How to Create and Save STATA Databases

By Roberto Pedace

In order to begin doing any exploratory data analysis or econometric work, you need a dataset that can be opened by specialized econometric software such as those in STATA format (*.dta). (STATA is one of the most popular econometrics software programs and makes the application of econometric techniques possible for anyone who’s not a computer programming genius.)

If you’re downloading data from an online source, you may be able to obtain the data in STATA format. Many econometrics textbooks also give you access to data files in STATA format. In addition, the STATA program is preloaded with examples that you can use to familiarize yourself with the basic commands.

After opening STATA, you can access the sample datasets by selecting File→Example Datasets… If you want to open any other dataset that’s already in STATA format, select File→Open and then choose the file you want to work with. On the command line, you can open a STATA dataset by typing “use filename” and hitting return.

If you’re inputting data manually or downloading it in a non-STATA format, then you can use one of two methods to read it into STATA:

  • Select File→Import: This option can be used if the data is in Excel, SAS XPORT, or Text format. You select the appropriate format of your raw data, and then you’re prompted to select the file you’d like to import into STATA.

  • Select Data→Data Editor: This option opens an editor that resembles a spreadsheet. You can paste columns of data into the editor or input data manually.

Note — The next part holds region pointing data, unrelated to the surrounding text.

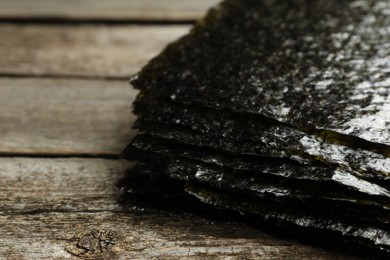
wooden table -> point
(64, 118)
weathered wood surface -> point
(62, 208)
(174, 10)
(85, 50)
(65, 116)
(67, 207)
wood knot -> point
(95, 242)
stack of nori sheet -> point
(276, 109)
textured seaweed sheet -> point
(268, 165)
(233, 134)
(311, 64)
(364, 234)
(329, 197)
(304, 215)
(255, 134)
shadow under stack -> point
(279, 110)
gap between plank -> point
(54, 155)
(59, 76)
(93, 21)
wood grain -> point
(171, 10)
(65, 116)
(62, 208)
(81, 51)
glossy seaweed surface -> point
(312, 64)
(224, 130)
(274, 109)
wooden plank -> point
(60, 208)
(65, 116)
(174, 10)
(86, 51)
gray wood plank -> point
(174, 10)
(65, 116)
(63, 208)
(86, 51)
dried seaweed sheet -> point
(304, 216)
(364, 234)
(329, 198)
(143, 145)
(310, 64)
(275, 142)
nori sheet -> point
(320, 65)
(328, 197)
(270, 140)
(303, 215)
(364, 234)
(143, 145)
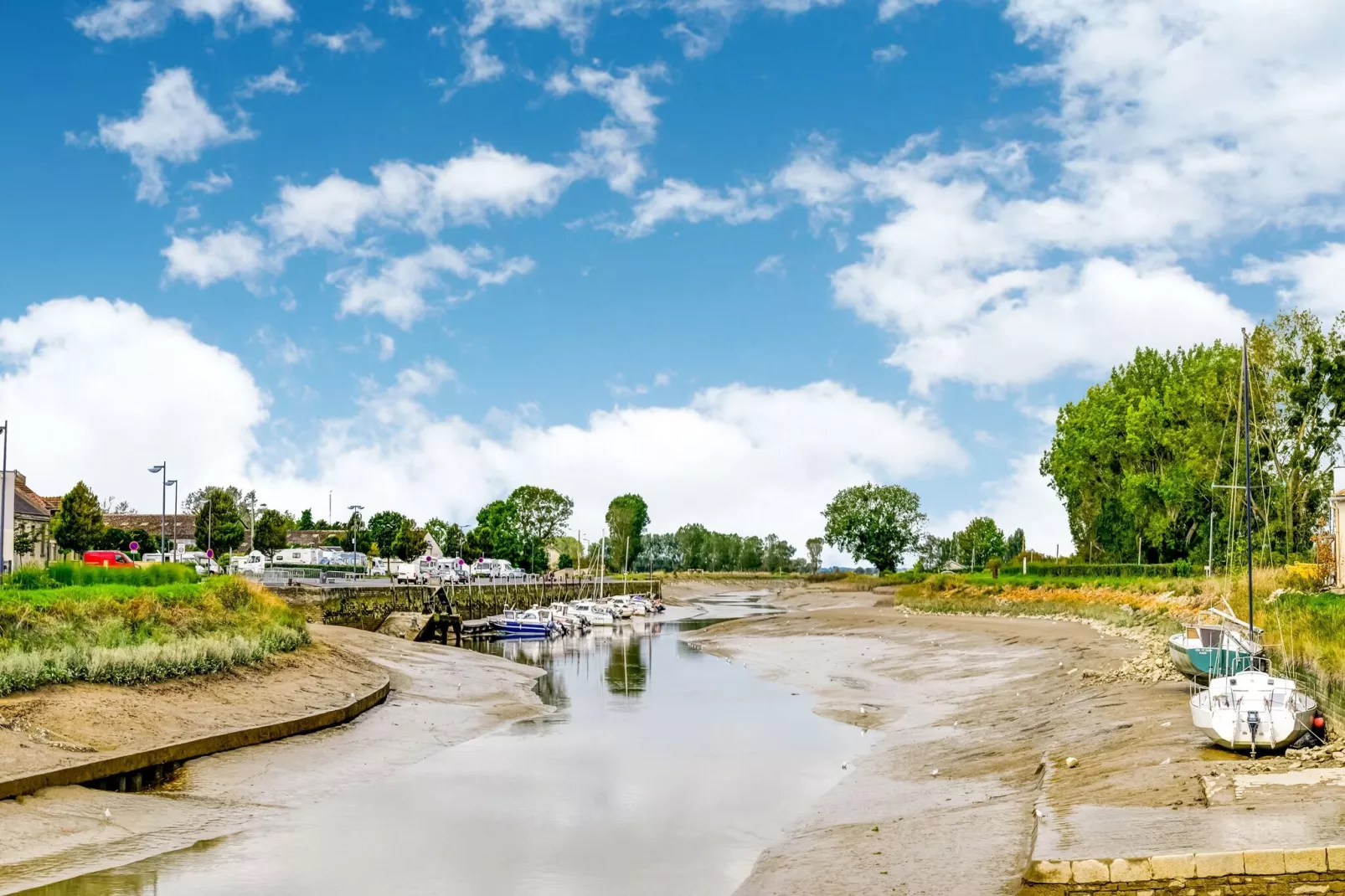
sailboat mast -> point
(1247, 448)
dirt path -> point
(441, 696)
(966, 709)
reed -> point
(126, 634)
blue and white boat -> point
(528, 623)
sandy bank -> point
(441, 696)
(978, 700)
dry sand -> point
(441, 696)
(966, 709)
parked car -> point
(108, 559)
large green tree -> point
(539, 514)
(219, 521)
(78, 525)
(627, 518)
(880, 523)
(272, 530)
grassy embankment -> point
(131, 626)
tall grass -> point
(124, 634)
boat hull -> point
(1203, 662)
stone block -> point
(1263, 862)
(1173, 867)
(1129, 869)
(1219, 864)
(1089, 871)
(1305, 860)
(1048, 872)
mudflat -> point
(970, 713)
(440, 696)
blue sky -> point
(730, 255)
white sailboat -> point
(1251, 709)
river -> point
(662, 770)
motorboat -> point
(1252, 711)
(526, 623)
(1216, 645)
(595, 612)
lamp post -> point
(173, 483)
(163, 512)
(355, 538)
(6, 532)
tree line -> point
(1143, 461)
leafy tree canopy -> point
(880, 523)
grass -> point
(126, 634)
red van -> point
(106, 559)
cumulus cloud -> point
(358, 39)
(277, 81)
(218, 256)
(734, 458)
(85, 348)
(397, 291)
(1316, 280)
(173, 126)
(681, 199)
(466, 188)
(131, 19)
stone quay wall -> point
(1254, 872)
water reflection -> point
(663, 771)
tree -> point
(880, 523)
(627, 518)
(272, 532)
(382, 530)
(541, 516)
(450, 537)
(219, 523)
(410, 541)
(814, 547)
(693, 543)
(78, 523)
(981, 541)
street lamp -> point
(163, 512)
(173, 483)
(355, 538)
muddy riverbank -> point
(440, 696)
(966, 711)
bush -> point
(70, 574)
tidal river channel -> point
(662, 770)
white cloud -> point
(131, 19)
(681, 199)
(771, 264)
(1023, 499)
(354, 41)
(211, 183)
(612, 151)
(463, 190)
(173, 126)
(890, 53)
(397, 291)
(218, 256)
(277, 81)
(1317, 279)
(71, 346)
(734, 458)
(479, 64)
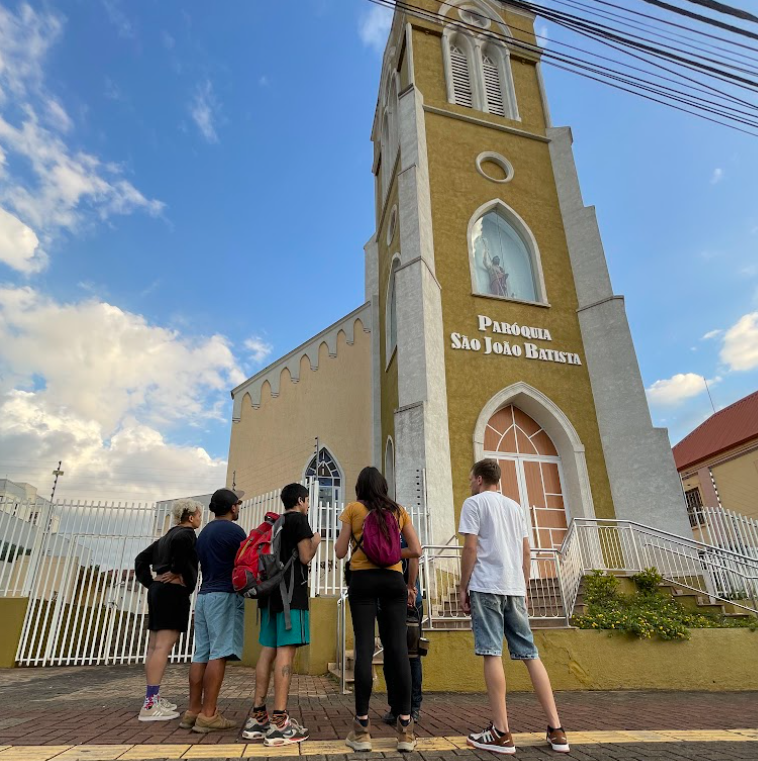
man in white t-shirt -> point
(494, 580)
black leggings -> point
(369, 590)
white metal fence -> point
(726, 529)
(75, 563)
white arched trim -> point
(390, 347)
(502, 59)
(453, 37)
(531, 244)
(553, 421)
(449, 9)
(340, 470)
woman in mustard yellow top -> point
(374, 590)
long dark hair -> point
(371, 489)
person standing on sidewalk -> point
(415, 603)
(173, 559)
(219, 614)
(370, 587)
(279, 642)
(494, 579)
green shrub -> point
(649, 612)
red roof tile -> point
(728, 428)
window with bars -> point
(493, 88)
(694, 507)
(461, 72)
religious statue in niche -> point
(501, 261)
(498, 276)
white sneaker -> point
(157, 712)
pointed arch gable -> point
(331, 476)
(558, 427)
(519, 225)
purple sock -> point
(151, 693)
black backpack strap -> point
(288, 593)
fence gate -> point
(75, 563)
(85, 604)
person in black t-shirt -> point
(280, 643)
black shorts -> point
(168, 607)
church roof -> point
(726, 429)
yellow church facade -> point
(489, 325)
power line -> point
(728, 10)
(718, 113)
(704, 19)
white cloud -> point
(60, 187)
(19, 245)
(58, 117)
(119, 19)
(374, 27)
(678, 388)
(136, 463)
(203, 110)
(258, 348)
(740, 347)
(100, 387)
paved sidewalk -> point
(62, 708)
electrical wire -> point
(718, 113)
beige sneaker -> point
(557, 739)
(157, 712)
(360, 737)
(188, 720)
(406, 737)
(216, 723)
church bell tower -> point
(499, 333)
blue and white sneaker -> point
(292, 732)
(255, 729)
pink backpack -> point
(376, 547)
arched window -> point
(389, 468)
(460, 66)
(493, 88)
(324, 468)
(504, 259)
(386, 162)
(391, 313)
(497, 82)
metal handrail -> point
(596, 523)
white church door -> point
(531, 473)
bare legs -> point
(283, 676)
(494, 677)
(159, 648)
(205, 685)
(541, 684)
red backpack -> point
(258, 568)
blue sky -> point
(184, 196)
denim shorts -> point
(219, 627)
(494, 616)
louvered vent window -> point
(461, 77)
(492, 86)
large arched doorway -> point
(532, 473)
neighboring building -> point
(489, 325)
(718, 461)
(22, 501)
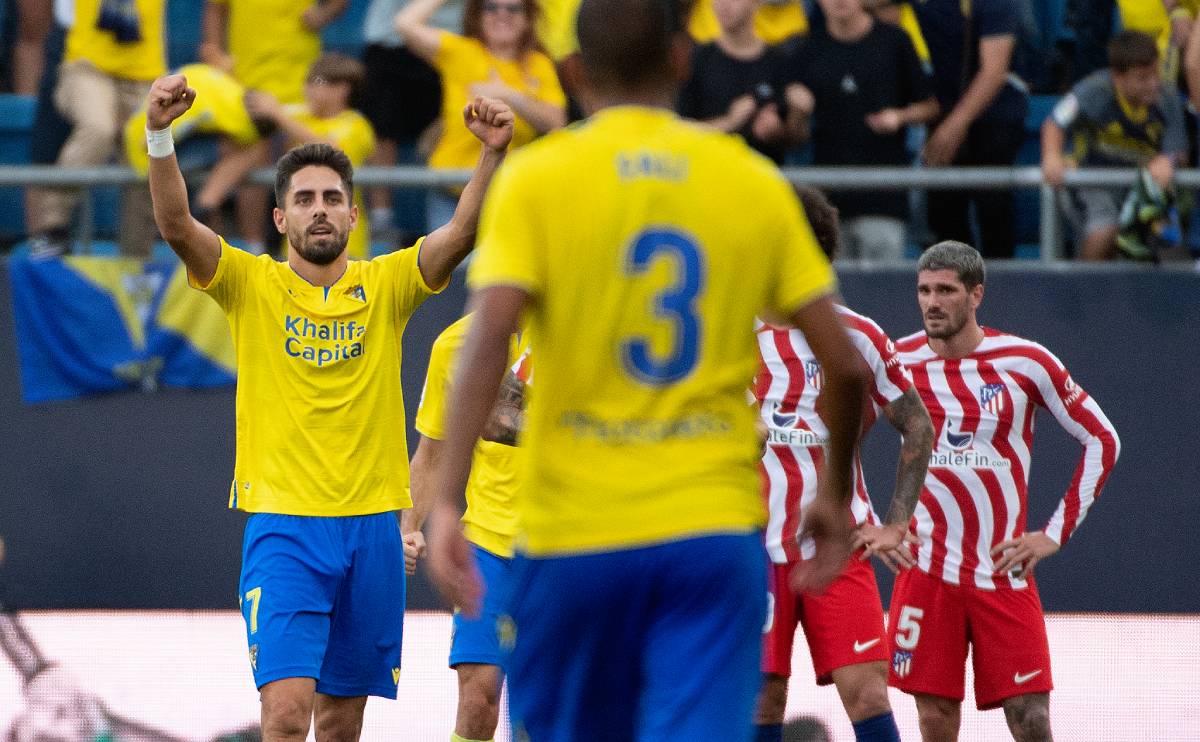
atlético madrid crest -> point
(991, 398)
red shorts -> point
(931, 623)
(844, 626)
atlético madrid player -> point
(844, 626)
(973, 584)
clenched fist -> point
(169, 99)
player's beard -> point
(319, 249)
(951, 324)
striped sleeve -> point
(1083, 418)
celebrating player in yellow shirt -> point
(321, 418)
(490, 525)
(640, 249)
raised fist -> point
(169, 97)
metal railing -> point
(829, 178)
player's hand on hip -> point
(889, 544)
(169, 99)
(414, 550)
(1021, 554)
(451, 567)
(828, 525)
(491, 121)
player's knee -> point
(286, 717)
(1029, 717)
(772, 700)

If you import a dataset that wasn’t originally in STATA format, you need to save the dataset in STATA format in order to use it again, particularly if you inputted data through the editor and want to avoid replicating all your efforts. Also, if you made any changes to an existing STATA dataset and want to retain those changes, you need to save the revised dataset.

Select File→Save As (or type “save new filename” on the command line) and choose a new name for the modified file. That way if you accidentally delete a variable or drop observations, you can always go back to the original data file.